Though an atheist at fifteen, Frigate had never been able to rid himself of doubts. When he was nineteen, he had attended a revival meeting with Bob Allwood. Allwood had been raised in a devout fundamentalist family. He, too, had become an atheist, but this lasted one year. In that time, Bob’s parents had died of cancer. The shock had set him thinking about immortality. Unable to endure the idea that his father and mother were dead forever, that he’d never see them again, he had begun visiting revival meetings. His conversion had taken place when he was eighteen.
Peter and Bob used to see much of each other, since they had been playmates in grade school and had gone to the same high school. They argued much about religion and the authenticity of the Bible. Finally, Peter agreed to go with Bob to a mass meeting at which the famous Reverend Robert Ransom was preaching.

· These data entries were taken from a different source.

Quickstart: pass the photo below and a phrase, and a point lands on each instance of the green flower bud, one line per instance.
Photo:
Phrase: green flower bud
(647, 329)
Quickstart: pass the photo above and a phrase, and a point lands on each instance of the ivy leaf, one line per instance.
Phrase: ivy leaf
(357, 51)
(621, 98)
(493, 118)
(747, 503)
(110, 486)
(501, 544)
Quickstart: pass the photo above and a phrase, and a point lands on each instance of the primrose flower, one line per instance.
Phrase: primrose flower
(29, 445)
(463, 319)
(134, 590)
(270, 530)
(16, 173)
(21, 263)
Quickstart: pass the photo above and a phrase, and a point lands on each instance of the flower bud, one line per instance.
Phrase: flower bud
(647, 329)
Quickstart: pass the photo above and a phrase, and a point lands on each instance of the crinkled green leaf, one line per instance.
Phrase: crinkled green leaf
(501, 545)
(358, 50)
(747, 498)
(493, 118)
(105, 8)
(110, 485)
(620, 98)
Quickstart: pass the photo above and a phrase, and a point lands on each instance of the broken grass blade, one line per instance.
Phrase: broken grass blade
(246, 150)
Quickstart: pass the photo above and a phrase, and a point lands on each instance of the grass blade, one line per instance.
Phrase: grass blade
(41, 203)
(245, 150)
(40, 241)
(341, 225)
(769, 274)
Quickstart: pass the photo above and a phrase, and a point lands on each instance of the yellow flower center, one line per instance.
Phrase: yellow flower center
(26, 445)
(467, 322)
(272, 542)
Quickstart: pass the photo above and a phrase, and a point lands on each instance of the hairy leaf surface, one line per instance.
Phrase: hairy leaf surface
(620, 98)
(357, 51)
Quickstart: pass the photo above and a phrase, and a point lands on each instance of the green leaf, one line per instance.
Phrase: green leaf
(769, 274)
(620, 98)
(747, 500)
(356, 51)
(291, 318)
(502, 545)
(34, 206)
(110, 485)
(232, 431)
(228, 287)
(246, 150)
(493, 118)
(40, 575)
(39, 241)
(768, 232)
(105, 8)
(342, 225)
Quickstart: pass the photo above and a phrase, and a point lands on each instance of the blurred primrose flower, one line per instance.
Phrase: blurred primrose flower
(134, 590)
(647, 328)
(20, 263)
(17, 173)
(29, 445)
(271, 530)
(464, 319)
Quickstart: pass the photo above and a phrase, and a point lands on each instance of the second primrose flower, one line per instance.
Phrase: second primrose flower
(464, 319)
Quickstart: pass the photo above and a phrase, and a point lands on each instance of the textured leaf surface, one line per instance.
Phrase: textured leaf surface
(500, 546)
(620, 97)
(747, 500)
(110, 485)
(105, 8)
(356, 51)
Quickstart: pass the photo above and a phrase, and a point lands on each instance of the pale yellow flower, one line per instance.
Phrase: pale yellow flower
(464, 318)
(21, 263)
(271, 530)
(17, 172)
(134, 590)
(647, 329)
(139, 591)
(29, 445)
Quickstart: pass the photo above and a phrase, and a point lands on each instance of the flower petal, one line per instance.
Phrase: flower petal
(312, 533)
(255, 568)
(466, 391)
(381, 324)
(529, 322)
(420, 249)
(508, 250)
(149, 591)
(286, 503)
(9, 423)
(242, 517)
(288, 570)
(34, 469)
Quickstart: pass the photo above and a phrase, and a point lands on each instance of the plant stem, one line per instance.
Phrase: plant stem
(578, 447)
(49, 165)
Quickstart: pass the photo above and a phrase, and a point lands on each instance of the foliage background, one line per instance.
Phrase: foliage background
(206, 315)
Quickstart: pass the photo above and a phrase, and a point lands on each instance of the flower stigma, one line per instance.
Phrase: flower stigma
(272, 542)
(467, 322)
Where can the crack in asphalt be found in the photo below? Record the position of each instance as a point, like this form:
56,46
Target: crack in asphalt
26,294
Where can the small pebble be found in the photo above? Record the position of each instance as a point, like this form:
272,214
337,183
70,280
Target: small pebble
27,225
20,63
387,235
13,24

Much to Peter’s astonishment, he found himself deeply stirred, though he had come to ridicule. He was even more amazed when he found himself on his knees before the reverend, promising to accept Jesus Christ as his Lord.
That promise was broken within a month. Peter just could not hold fast to his convictions. In Allwood’s parlance, he had “backslid,” “fallen from grace.”
Peter told Bob that his early religious conditioning and the passionate exhortations of the converts had been responsible for putting him in a fine frenzy of faith.
Allwood continued to argue with him, to “wrestle with his soul.” Peter remained adamant.
Peter approached the age of sixty. His schoolmates and friends were dying off; he himself was not in good health. Death was no longer a long way off. When he was young, he had thought much about the billions who had preceded him, been born, suffered, laughed, loved, wept, and died. And he thought of the billions who would come after him, who would be hurt, be hated, be loved, and be gone. At the end of Earth, all, caveman and astronaut, would be dust and less than dust.